1)グリップが低い。グリップが低いのは理想的な構えではないが、それにより腕の力が抜けて、下半身の力が使え、下半身〜体幹への力の伝達もロスが無い。

2)ハムストリングスで立てている。この打撃のスピード感はハムストリングスが使えているスイングに特有のものである。

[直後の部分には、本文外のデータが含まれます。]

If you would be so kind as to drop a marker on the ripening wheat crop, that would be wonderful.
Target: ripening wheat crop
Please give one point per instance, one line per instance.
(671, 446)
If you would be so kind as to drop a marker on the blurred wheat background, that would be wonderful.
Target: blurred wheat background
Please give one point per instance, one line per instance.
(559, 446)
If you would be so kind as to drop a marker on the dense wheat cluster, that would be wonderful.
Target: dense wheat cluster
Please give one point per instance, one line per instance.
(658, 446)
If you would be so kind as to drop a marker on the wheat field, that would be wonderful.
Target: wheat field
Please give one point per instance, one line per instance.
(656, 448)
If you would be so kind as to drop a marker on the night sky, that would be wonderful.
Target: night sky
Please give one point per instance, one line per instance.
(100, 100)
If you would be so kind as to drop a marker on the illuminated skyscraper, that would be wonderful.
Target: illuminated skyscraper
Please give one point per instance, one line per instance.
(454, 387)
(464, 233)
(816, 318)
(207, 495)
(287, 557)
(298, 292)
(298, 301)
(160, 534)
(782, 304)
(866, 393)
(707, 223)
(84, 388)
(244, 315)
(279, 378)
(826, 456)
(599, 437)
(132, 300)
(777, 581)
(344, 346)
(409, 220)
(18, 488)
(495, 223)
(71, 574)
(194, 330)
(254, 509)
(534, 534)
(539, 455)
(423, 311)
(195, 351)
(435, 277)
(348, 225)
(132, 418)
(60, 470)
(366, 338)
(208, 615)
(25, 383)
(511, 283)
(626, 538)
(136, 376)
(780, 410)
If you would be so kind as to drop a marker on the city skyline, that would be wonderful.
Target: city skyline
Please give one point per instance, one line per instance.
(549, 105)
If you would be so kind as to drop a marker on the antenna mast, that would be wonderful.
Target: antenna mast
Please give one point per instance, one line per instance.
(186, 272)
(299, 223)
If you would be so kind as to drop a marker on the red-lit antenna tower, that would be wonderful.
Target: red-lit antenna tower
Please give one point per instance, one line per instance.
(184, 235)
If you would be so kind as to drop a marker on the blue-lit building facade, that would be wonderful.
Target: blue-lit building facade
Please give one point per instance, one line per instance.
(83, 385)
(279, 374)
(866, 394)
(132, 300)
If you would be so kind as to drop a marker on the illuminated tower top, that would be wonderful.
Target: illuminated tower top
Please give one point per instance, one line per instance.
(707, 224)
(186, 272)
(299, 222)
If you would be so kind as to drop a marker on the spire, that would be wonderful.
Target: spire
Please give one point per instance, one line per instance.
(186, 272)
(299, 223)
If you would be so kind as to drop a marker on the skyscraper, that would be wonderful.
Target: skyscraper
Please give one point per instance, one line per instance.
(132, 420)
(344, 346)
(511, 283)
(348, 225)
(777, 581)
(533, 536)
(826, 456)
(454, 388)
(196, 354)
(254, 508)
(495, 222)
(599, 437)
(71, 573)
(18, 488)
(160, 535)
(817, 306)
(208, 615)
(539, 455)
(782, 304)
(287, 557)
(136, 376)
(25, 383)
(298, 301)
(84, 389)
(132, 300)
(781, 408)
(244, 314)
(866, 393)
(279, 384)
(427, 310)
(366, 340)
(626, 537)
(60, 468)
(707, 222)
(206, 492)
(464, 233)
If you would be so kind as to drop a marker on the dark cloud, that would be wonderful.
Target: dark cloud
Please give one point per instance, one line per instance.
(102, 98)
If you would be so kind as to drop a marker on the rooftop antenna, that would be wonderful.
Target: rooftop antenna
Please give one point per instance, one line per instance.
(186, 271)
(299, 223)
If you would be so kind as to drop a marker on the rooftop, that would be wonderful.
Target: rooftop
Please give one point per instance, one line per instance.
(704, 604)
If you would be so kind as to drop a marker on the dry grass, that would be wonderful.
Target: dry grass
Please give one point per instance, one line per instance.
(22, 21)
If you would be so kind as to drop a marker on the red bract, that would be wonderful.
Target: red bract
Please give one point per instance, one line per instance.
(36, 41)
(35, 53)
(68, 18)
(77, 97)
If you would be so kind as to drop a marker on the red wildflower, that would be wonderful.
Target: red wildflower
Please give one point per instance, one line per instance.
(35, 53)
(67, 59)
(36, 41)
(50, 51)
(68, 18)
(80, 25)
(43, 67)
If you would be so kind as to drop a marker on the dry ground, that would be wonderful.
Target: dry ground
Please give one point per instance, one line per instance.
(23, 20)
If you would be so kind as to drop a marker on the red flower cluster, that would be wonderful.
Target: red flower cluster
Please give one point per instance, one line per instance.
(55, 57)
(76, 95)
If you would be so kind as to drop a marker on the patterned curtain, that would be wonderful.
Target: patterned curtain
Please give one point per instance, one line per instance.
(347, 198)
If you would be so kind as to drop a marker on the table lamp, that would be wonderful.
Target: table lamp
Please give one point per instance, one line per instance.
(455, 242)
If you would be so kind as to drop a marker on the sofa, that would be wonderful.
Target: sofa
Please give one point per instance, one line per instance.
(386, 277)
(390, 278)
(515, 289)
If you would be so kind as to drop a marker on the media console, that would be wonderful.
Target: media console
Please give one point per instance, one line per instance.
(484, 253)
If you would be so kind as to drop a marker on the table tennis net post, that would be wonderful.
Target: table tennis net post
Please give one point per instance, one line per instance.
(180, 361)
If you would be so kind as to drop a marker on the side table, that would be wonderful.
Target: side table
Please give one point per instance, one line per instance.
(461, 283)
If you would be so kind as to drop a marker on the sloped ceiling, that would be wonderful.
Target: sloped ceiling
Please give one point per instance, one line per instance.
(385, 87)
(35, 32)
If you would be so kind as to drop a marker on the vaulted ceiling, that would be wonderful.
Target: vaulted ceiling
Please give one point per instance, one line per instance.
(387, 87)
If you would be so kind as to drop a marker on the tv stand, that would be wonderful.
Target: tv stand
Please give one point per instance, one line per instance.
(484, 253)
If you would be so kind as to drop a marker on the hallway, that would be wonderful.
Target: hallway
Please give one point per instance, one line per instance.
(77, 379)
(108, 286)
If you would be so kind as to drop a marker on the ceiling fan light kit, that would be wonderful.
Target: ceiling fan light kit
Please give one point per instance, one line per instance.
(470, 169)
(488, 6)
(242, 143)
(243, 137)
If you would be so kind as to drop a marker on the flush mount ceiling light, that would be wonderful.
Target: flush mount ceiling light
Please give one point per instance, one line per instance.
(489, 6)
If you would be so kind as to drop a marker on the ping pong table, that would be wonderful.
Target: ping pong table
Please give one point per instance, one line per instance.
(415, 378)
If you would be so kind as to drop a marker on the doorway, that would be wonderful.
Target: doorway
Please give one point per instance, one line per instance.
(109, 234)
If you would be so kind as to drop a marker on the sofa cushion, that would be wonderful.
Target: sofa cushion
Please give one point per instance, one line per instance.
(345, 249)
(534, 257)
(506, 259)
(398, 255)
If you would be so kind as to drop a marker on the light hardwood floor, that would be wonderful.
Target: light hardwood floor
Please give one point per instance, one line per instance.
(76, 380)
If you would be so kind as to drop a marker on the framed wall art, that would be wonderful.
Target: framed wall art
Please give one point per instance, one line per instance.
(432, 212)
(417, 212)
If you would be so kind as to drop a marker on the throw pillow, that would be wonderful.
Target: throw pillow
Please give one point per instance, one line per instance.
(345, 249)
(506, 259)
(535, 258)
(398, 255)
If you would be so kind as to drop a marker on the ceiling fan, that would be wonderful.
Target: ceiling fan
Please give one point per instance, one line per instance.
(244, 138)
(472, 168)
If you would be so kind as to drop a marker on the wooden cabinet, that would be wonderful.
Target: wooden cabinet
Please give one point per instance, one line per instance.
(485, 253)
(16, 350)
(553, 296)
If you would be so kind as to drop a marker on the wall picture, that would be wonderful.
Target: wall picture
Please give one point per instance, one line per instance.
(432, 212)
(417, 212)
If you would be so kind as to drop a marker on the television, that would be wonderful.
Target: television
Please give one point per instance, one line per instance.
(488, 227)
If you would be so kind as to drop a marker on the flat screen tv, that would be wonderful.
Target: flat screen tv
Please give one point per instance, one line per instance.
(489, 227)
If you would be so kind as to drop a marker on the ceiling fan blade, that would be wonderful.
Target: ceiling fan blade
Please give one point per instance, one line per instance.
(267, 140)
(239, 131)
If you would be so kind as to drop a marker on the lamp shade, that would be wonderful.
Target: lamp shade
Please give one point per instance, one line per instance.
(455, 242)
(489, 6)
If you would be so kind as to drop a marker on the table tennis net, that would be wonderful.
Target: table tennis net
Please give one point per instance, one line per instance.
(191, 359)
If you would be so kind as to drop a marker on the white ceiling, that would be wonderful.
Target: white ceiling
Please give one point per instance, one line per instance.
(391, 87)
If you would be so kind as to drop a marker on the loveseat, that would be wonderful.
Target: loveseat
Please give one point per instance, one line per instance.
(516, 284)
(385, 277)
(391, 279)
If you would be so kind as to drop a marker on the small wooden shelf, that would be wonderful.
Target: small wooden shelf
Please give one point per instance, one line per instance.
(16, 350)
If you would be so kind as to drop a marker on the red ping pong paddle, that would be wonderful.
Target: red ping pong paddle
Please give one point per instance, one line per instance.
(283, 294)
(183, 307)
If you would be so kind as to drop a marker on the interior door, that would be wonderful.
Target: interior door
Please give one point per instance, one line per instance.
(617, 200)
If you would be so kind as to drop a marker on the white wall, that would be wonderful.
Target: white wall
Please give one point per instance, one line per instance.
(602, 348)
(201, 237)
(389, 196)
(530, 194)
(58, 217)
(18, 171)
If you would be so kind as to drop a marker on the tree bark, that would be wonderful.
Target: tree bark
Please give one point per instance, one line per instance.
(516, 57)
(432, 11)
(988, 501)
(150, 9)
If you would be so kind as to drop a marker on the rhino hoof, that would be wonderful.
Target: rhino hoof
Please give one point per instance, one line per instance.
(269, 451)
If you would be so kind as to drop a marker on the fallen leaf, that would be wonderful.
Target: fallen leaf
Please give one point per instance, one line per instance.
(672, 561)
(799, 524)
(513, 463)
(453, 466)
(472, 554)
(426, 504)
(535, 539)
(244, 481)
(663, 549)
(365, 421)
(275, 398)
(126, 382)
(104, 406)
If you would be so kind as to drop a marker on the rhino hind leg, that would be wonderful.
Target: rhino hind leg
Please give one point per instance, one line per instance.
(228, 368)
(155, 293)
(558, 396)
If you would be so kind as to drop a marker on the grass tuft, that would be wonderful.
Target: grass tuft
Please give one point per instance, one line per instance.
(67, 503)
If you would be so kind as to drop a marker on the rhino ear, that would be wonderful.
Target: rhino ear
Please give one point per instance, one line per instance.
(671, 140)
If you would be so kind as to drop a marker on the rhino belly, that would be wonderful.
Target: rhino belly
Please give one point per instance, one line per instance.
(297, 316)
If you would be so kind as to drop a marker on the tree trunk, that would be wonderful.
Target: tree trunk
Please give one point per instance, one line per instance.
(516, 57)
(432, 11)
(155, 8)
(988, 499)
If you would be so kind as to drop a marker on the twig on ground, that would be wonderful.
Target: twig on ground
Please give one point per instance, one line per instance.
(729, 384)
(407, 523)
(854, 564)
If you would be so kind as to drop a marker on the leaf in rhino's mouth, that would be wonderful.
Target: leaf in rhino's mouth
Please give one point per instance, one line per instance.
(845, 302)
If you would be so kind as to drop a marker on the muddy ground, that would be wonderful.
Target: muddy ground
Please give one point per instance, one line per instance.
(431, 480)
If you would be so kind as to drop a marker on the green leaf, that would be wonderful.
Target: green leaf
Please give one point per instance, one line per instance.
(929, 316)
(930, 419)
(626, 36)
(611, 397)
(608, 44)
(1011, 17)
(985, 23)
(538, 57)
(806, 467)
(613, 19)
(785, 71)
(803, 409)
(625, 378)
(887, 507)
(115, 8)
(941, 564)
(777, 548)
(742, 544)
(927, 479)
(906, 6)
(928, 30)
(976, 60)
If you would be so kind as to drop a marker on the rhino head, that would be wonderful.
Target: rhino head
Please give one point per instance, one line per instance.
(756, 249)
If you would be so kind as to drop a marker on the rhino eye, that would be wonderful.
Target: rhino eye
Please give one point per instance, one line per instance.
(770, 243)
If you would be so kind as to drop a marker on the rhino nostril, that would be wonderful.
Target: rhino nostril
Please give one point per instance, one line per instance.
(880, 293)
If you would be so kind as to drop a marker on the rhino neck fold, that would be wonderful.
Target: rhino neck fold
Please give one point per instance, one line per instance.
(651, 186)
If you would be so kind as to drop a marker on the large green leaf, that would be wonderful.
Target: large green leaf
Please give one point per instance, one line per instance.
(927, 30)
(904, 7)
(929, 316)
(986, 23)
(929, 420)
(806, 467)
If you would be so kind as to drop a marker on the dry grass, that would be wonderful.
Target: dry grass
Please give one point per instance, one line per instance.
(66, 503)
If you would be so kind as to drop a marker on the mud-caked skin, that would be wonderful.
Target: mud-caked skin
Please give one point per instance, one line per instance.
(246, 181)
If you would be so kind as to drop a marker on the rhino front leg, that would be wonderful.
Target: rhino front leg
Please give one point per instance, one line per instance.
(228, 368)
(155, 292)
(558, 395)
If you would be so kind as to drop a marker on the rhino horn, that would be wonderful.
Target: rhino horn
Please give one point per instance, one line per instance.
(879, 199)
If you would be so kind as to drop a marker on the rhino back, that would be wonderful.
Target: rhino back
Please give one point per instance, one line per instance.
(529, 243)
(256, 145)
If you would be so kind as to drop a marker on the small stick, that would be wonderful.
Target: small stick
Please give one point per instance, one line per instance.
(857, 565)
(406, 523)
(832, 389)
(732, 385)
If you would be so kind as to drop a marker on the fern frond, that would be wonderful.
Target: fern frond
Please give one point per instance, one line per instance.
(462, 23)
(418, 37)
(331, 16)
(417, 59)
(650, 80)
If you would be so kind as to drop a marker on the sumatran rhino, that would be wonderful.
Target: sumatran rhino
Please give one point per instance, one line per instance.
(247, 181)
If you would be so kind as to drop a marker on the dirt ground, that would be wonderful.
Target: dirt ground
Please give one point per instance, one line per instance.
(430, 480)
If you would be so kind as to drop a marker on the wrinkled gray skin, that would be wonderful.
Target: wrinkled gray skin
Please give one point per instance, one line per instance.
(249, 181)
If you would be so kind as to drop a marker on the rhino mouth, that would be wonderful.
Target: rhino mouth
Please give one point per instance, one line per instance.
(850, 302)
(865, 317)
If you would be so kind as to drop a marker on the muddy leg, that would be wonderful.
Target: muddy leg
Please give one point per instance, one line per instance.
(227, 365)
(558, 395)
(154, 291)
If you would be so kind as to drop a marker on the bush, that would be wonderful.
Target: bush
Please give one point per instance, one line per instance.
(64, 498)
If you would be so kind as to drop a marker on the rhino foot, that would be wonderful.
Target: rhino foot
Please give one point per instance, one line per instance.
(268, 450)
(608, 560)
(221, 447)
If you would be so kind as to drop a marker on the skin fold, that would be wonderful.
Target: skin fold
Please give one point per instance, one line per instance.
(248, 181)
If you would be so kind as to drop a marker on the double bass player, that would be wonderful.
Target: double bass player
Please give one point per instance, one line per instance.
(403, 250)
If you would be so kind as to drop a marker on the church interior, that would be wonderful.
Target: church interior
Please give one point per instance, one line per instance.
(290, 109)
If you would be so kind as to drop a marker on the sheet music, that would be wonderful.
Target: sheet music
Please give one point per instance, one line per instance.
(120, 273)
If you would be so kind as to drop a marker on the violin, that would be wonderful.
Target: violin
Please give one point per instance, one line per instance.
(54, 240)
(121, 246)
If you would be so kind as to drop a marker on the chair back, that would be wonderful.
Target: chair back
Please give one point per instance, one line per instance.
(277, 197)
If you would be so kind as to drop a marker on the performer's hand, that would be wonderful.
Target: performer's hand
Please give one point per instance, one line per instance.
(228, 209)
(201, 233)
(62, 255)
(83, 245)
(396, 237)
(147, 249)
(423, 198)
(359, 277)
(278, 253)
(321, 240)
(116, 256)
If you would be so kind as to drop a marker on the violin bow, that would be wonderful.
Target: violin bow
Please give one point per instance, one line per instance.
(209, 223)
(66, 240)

 つまり、上の力が抜けて下が使えているからスピードが発揮できているのだ。ただ、そこを追求すると形的には完璧にはならない。しかし、打撃には何よりスピードが大切である。こうしたMAXのスピードを発揮出来るコンディションでの練習は重要である。
 また、それは打撃練習だけには収まらない。普段のトレーニングの中で瞬発力を発揮する意識づけが大事である。筋肉には速筋と遅筋が有り、その比率は遺伝により決まるが、その中間の筋肉が有り、これはトレーニングにより速筋にも遅筋にもなる。また第二章で説明したPMSPとAPAを使いこなす事も重要になる。
 大事な事は、こうしたスピードは全身の連携により得られるという事。そのためにはトレーニング法の中でも下半身を使う事が重要になる。

 余談だが、3球目に凄いスピードを発揮できたのには理由がある。まず1球目2球目でウォームアップが出来た事。その後、少し談笑して休息した事。さらにその談笑のシーンでレイエスは重心を挙げて(膝を伸ばして)腕の位置を下げた楽なポジションを保っている。そこから3球目に打つまで一度も腕を担ぎ上げてはいない。こうした事が3球目のスイングスピードを生み出している。そうした視点から下のレジー•スミスの3打席連続ホームランを見てみよう。彼は全ての打席でそれを実行している。


話が打席での振る舞いに逸れたが、今回の話題の中心は瞬発力。それを鍛えるための方法も考えて行きたい。重要な事はMAXの力でMAXのスピードを発揮する習慣を付ける事。それを少しづつでも良いので継続する事。